Morelle’s policy positions can perhaps best be described in the current landscape as moderate. He has supported much of President Joe Biden’s agenda. He has been a proponent of banning semi-automatic rifles and large capacity magazines, and backed the Biden administration’s plan to forgive up to $20,000 in student loan debt.

He pointed specifically to his co-sponsoring a bill by Rep. Joseph Courtney, a Democrat from Connecticut, which proposes to fix student loan interest rates at 0 percent.

“Certainly the student debt burden is holding a lot of people back from purchasing homes, from moving forward in their careers, so I’m certainly comfortable with the elimination of debt up to a certain amount,” Morelle said. “However, you have to balance that back against the fact that there are a lot of people that chose not to go to college.”

La’Ron Singletary

La'Ron Singletary - FILE PHOTO
  • La'Ron Singletary
Singletary’s campaign website offers a smattering of slogans that have become boilerplate Republican talking points: “Shall not be infringed means shall not be infringed” and “Government is not the solution to our problems; government is the problem.”

His campaign team did not respond to several requests for an interview.
In late August, however, he sat for an extensive interview with Evan Dawson, the host of the talk radio program “Connections” broadcast by WXXI Public Media, the parent company of CITY.

During that interview, he pointed to former Secretary of Defense Colin Powell as his political idol, and laid out his stances on the state of the nation, but offered sometimes opaque answers to hot-button issues, including gun control and abortion.

When asked if he believed, as many Republicans seem to do, whether there was widespread fraud in the 2020 presidential election, Singletary answered indirectly.

“President Biden is the president,” Singletary said. “That’s a question that’s being asked by a lot of Republicans and many people, but it’s a question I’m not going to fall into.”

There has been no evidence found of significant voter fraud in the presidential election.

On gun control, Singletary emphasized the right for Americans to protect themselves and pointed out that minorities are more likely to be denied access to firearms.

When pushed on his position on specific measures, like the banning of bump stocks, he said that should be viewed on a case-by-case basis and that one has to “look at the individual.”

“It’s almost like car crashes, when you expect law enforcement to go out there and enforce seat belt laws, or speed enforcement,” Singletary said. “As a police chief, we typically don’t take away the cars. You can’t legislate behavior, but you can deter it.”

Describing himself as “pro-life,” Singletary said he wants policies that help women, particularly Black women, make decisions that they “don’t feel they were forced into.” He did not comment directly on if he supports the right to abortion.

Singletary did describe family values as a key concern of his, though, and expressed a need for preserving traditional family structures.

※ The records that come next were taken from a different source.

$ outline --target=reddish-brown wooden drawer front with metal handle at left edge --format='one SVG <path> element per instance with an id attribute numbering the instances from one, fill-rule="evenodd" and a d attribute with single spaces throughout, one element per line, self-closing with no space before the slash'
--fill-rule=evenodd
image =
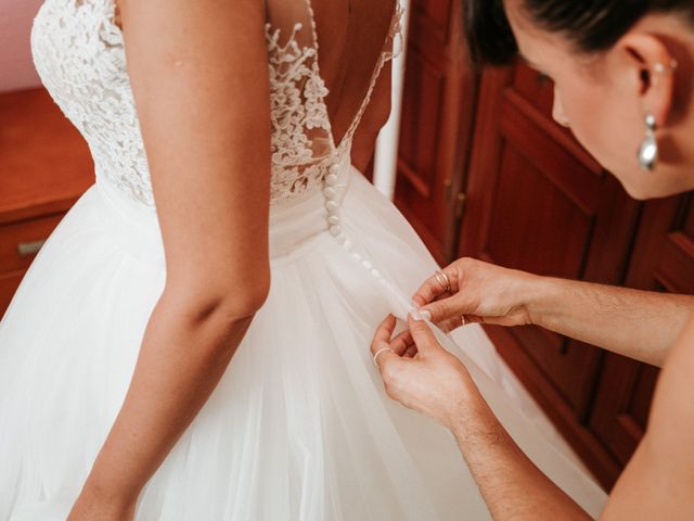
<path id="1" fill-rule="evenodd" d="M 65 214 L 0 226 L 0 276 L 26 269 Z"/>

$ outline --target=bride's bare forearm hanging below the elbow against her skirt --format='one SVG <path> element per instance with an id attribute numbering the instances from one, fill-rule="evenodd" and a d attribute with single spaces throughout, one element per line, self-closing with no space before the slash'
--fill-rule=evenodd
<path id="1" fill-rule="evenodd" d="M 253 305 L 195 308 L 182 300 L 165 292 L 150 319 L 125 402 L 82 492 L 101 505 L 134 504 L 211 394 L 252 321 Z"/>

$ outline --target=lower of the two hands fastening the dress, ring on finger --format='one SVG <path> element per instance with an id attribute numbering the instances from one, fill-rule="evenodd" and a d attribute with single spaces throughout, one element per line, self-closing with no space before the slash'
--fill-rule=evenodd
<path id="1" fill-rule="evenodd" d="M 463 364 L 436 341 L 424 320 L 409 316 L 409 331 L 394 338 L 396 323 L 395 317 L 386 318 L 371 343 L 372 355 L 381 352 L 377 366 L 386 393 L 453 429 L 461 405 L 478 394 L 475 383 Z"/>

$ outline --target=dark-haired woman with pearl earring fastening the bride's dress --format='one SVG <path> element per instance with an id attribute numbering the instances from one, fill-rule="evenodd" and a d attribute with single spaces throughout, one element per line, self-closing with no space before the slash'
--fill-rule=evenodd
<path id="1" fill-rule="evenodd" d="M 694 189 L 692 0 L 470 0 L 478 64 L 520 54 L 555 82 L 554 118 L 637 199 Z M 603 519 L 694 519 L 694 298 L 538 277 L 460 259 L 424 282 L 410 332 L 377 330 L 391 397 L 458 439 L 494 519 L 586 513 L 518 449 L 439 328 L 534 323 L 663 366 L 647 432 Z M 416 356 L 415 356 L 416 354 Z"/>

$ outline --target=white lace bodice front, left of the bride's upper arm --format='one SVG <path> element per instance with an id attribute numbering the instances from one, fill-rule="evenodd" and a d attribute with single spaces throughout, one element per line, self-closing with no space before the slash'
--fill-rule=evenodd
<path id="1" fill-rule="evenodd" d="M 98 178 L 153 206 L 150 169 L 113 0 L 47 0 L 34 21 L 36 68 L 82 134 Z"/>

“I believe the family unit is so strong, whether it’s an extended family member or some sort of father figure in the home,” Singletary said. “I believe there’s too many children today without a father figure in the home, so I would be all about strengthening those family values.”

Morelle and Singletary do agree on one issue: trade schools should be emphasized and funded as an alternative to a college education.

“The price of college is certainly rising, and I think when we offer trades and vocations to high schoolers, they can enter a field where they can make a decent salary, they can get great benefits, and they can provide for themselves and their families,” Singletary said.